Warner was defiant and daunting. He’d batted for six hours, scored his first hundred in two years and gestured triumphantly to the crowd. Who were we to doubt him?
He blew kisses to his delighted wife Candice, their three children and his parents, who were all in the crowd.
“He told me when he was 14 that one day he will play for Australia and buy us a unit, to get us out of the Housing Commission,” his mother Lorraine Warner said.
“And he did.”
Weeks earlier Warner had stormed away from a leadership ban appeals process he described as a “witch trial” saying he would not subject his teammates or family to any more opprobrium from 2018’s sandpaper scandal.
He’d hoped to have a lifetime ban removed, but found the process too onerous.
Warner is a chance to break a record – Joe Root’s 218 in his 100th Test – if he returns to the crease on Wednesday.
The Australians reported that he’d been placed in an ice bath but was still cramping in different parts of his body.
Love him or loathe him, Warner cannot be denied his place among the greats of the game in this country and all who play the traditional game.

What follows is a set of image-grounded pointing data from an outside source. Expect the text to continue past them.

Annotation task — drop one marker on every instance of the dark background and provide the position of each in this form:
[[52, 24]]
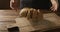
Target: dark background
[[5, 4]]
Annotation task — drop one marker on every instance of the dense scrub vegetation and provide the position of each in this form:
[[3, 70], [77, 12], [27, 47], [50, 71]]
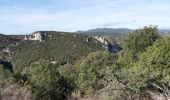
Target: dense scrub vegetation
[[139, 72], [6, 40], [60, 48]]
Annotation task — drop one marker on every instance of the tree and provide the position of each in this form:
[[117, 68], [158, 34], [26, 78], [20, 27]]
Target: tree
[[95, 72], [47, 83]]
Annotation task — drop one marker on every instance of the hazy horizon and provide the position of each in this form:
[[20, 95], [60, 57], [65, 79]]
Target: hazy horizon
[[27, 16]]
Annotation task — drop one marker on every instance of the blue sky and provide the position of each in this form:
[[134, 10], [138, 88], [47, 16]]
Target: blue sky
[[26, 16]]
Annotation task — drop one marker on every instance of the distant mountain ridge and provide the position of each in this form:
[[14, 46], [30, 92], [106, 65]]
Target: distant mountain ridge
[[106, 30]]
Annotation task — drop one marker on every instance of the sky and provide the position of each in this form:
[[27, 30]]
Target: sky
[[27, 16]]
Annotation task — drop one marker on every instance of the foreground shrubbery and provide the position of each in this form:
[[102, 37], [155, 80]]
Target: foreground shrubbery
[[141, 71]]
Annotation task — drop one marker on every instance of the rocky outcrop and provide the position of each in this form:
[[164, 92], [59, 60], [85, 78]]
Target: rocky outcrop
[[113, 48], [36, 36]]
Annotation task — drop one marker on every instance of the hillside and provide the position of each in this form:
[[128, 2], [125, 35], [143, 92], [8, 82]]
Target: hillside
[[115, 33], [6, 40], [56, 47]]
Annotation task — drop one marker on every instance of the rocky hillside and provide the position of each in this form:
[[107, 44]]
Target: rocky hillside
[[55, 47]]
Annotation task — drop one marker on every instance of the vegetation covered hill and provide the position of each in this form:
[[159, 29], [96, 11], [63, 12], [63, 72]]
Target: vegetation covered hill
[[56, 47], [117, 34], [6, 40]]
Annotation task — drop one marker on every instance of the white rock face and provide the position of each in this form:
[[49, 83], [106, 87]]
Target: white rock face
[[37, 36], [101, 39]]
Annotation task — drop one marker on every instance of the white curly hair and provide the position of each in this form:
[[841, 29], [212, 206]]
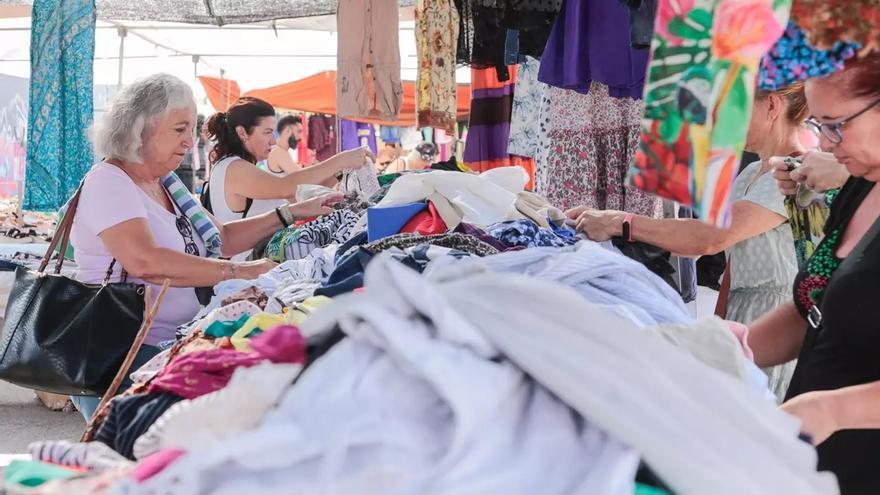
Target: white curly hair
[[122, 131]]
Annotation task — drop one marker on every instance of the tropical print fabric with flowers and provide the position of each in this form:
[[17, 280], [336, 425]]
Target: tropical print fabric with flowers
[[699, 97]]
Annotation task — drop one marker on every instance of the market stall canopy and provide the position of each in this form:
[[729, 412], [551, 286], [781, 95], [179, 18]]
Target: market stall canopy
[[317, 94], [216, 12]]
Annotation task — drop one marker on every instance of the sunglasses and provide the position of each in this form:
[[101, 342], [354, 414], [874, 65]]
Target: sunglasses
[[184, 227], [832, 131]]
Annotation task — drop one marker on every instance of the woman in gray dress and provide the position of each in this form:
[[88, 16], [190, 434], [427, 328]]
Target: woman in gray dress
[[758, 242]]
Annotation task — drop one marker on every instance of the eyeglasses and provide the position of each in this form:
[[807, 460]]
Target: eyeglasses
[[185, 229], [832, 131]]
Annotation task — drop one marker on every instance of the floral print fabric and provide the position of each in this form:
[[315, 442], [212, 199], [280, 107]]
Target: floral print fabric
[[294, 243], [699, 97], [794, 59], [436, 43], [528, 99], [830, 21], [58, 151], [592, 141]]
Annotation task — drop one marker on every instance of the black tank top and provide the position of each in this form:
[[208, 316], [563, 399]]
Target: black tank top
[[842, 344]]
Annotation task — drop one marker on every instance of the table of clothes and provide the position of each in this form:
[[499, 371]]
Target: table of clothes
[[448, 333]]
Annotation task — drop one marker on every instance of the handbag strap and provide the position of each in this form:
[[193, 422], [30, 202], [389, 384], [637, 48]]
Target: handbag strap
[[62, 235]]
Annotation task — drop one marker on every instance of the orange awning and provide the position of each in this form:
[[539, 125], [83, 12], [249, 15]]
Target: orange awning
[[317, 94]]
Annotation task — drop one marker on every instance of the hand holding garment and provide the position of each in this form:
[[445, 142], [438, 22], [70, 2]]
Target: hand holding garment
[[478, 199]]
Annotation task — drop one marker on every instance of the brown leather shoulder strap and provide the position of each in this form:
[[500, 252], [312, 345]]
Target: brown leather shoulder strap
[[62, 234], [723, 293]]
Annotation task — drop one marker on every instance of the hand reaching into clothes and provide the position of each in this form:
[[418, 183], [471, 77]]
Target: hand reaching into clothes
[[816, 413], [600, 226], [575, 213], [355, 159], [317, 206], [819, 171]]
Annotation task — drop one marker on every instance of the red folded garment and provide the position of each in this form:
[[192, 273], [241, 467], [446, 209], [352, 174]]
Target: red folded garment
[[427, 222]]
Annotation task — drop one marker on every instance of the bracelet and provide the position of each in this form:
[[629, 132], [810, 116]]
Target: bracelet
[[288, 218], [231, 266], [627, 227], [281, 217]]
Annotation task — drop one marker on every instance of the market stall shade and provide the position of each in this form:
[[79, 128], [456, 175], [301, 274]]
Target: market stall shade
[[317, 94], [217, 12], [61, 105]]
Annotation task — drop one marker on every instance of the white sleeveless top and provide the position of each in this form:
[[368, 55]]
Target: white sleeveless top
[[221, 208]]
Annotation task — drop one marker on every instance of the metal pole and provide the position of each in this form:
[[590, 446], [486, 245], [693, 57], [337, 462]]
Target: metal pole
[[123, 32]]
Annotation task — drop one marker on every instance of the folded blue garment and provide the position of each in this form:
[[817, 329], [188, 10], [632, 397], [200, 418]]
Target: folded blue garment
[[388, 220]]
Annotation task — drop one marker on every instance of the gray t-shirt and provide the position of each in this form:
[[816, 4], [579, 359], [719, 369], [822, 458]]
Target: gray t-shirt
[[768, 260]]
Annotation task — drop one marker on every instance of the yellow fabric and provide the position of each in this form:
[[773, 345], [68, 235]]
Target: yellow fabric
[[261, 321], [267, 321]]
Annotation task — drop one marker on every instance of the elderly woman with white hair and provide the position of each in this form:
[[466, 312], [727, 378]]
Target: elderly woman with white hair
[[133, 210]]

Nor can he be denied the chance to carry on to India should he choose.
On a day when the heat was cruel and the South African quicks were questioning, he took his legend to another level.
Warner became just the second Australian, after Ricky Ponting, to score a century in his 100th Test.

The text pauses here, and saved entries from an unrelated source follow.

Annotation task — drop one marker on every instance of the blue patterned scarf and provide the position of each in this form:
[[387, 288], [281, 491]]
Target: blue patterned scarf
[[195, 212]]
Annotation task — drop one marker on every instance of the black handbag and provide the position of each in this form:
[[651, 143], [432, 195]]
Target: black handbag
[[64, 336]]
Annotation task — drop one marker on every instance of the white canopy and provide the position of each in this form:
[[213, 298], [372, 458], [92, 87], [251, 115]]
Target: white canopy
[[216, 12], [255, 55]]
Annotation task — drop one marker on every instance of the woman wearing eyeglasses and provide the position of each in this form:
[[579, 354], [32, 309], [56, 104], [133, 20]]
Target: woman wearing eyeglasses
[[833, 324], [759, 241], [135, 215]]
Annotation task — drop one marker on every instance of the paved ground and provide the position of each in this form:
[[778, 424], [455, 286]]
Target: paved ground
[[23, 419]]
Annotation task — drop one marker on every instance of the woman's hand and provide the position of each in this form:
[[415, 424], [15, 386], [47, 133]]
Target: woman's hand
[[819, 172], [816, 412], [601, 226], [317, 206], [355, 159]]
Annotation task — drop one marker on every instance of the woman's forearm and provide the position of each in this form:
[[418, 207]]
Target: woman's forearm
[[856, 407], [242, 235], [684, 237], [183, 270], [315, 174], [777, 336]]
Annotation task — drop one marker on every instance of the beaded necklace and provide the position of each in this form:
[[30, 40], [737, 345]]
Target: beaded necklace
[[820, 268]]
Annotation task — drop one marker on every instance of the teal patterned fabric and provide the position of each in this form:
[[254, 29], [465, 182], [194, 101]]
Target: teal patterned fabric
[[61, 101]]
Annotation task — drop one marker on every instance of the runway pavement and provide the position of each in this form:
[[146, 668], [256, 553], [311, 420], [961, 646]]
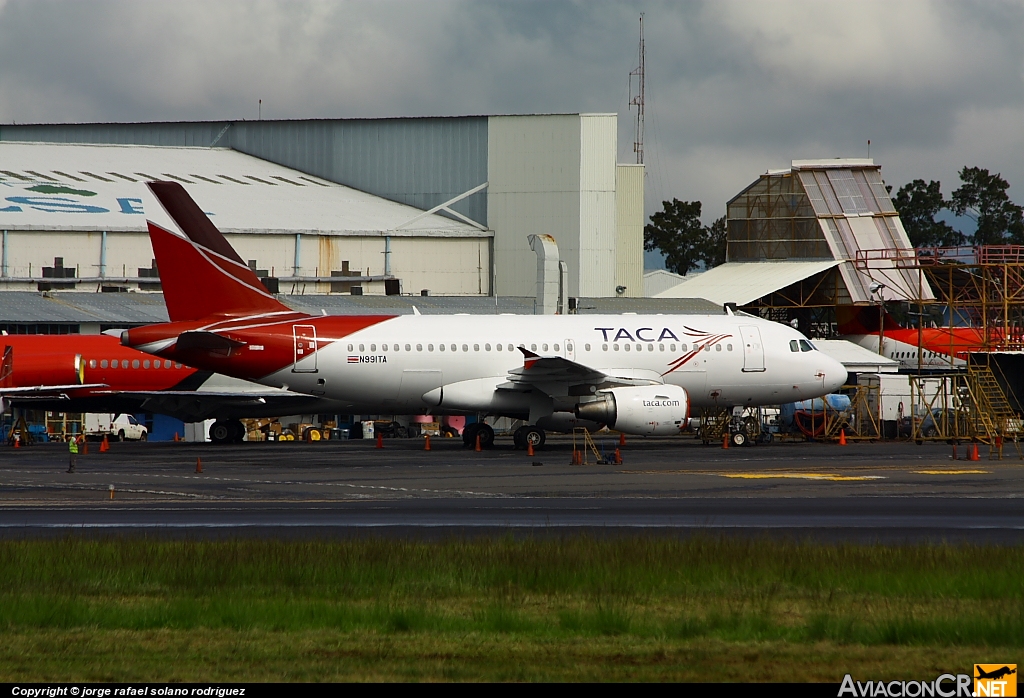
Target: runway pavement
[[864, 491]]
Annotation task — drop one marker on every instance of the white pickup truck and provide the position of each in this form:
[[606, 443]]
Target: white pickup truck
[[120, 427]]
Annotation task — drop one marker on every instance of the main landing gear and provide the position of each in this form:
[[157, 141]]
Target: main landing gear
[[528, 435], [484, 431], [227, 431]]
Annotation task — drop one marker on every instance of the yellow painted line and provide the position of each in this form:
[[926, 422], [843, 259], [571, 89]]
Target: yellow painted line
[[800, 476], [952, 472]]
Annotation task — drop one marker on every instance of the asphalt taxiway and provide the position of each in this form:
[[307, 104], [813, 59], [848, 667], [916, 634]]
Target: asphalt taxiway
[[865, 491]]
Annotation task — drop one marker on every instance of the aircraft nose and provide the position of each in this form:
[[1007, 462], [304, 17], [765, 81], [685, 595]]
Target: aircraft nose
[[836, 375]]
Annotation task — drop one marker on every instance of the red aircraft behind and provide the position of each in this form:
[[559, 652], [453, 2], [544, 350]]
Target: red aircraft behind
[[97, 374], [939, 346]]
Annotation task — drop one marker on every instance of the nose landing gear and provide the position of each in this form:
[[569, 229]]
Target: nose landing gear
[[527, 435]]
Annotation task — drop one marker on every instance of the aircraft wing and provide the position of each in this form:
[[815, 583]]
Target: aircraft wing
[[559, 376]]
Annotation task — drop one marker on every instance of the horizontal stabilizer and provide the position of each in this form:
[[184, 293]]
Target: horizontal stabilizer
[[207, 342]]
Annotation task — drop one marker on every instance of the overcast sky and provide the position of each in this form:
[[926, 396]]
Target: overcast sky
[[733, 88]]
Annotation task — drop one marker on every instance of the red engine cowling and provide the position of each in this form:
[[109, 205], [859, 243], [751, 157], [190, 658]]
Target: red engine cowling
[[654, 410]]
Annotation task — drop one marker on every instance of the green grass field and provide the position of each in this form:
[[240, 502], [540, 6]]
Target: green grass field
[[576, 608]]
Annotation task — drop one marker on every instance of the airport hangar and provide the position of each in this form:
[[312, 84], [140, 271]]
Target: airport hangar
[[342, 215]]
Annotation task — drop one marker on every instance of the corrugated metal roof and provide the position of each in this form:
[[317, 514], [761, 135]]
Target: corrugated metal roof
[[742, 282], [138, 308], [50, 186]]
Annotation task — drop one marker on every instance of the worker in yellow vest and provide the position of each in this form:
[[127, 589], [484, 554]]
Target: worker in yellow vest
[[73, 453]]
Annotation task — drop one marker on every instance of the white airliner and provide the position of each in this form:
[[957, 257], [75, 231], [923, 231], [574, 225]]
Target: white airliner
[[637, 374]]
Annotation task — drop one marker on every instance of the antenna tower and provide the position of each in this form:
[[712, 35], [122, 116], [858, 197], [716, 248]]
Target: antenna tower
[[637, 97]]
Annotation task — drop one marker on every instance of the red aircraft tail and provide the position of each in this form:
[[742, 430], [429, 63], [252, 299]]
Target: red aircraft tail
[[202, 275]]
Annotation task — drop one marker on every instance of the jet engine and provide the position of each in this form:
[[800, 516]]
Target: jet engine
[[655, 410]]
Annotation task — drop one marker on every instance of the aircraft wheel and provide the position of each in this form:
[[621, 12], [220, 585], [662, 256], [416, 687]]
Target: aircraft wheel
[[534, 436], [469, 434], [486, 435], [220, 432]]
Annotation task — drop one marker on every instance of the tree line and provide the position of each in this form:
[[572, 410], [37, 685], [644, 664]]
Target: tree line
[[678, 233]]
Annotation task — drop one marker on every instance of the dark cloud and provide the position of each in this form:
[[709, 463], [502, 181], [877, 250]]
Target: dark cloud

Nine in the history of the game had done it before him, but he is only the second, after Root, to score 200 in the career landmark.
On the way he became just the eighth Australian to pass 8000 Test runs.
He also joins Mark Taylor and Matthew Hayden as the only Australians to play 100 games at the top of the order where the going is most perilous.
To have the ability to will a century on the occasion is a hint of how much such players rise to the biggest moments.
Warner gave the innings his all, like he always has. He doesn’t do things by half.
He leapt higher than he ever had and celebrated with as much emotion as he ever had on reaching his first century since 2020. He acknowledged his cherished family and those who had endured the heat and his emotional embrace with Steve Smith
The South Africans were a sorry sight in the field as Australia reached 3-386 and took a 197-run lead that will only get bigger, but they lost a few on the way and may be short-handed come the bowling innings.
Both Mitchell Starc and Cameron Green have had to leave the field with injuries to fingers on their bowling hands.
Starc will miss the SCG Test and will need at least six weeks to recover from the ligament damage. Green, who took his first five-wicket haul in the first innings, also left the field after being struck by Anrich Nortje.
If it is serious it could also cost Green the $3.15m he picked up in last week’s Indian Premier League auction, but that tournament is some time away.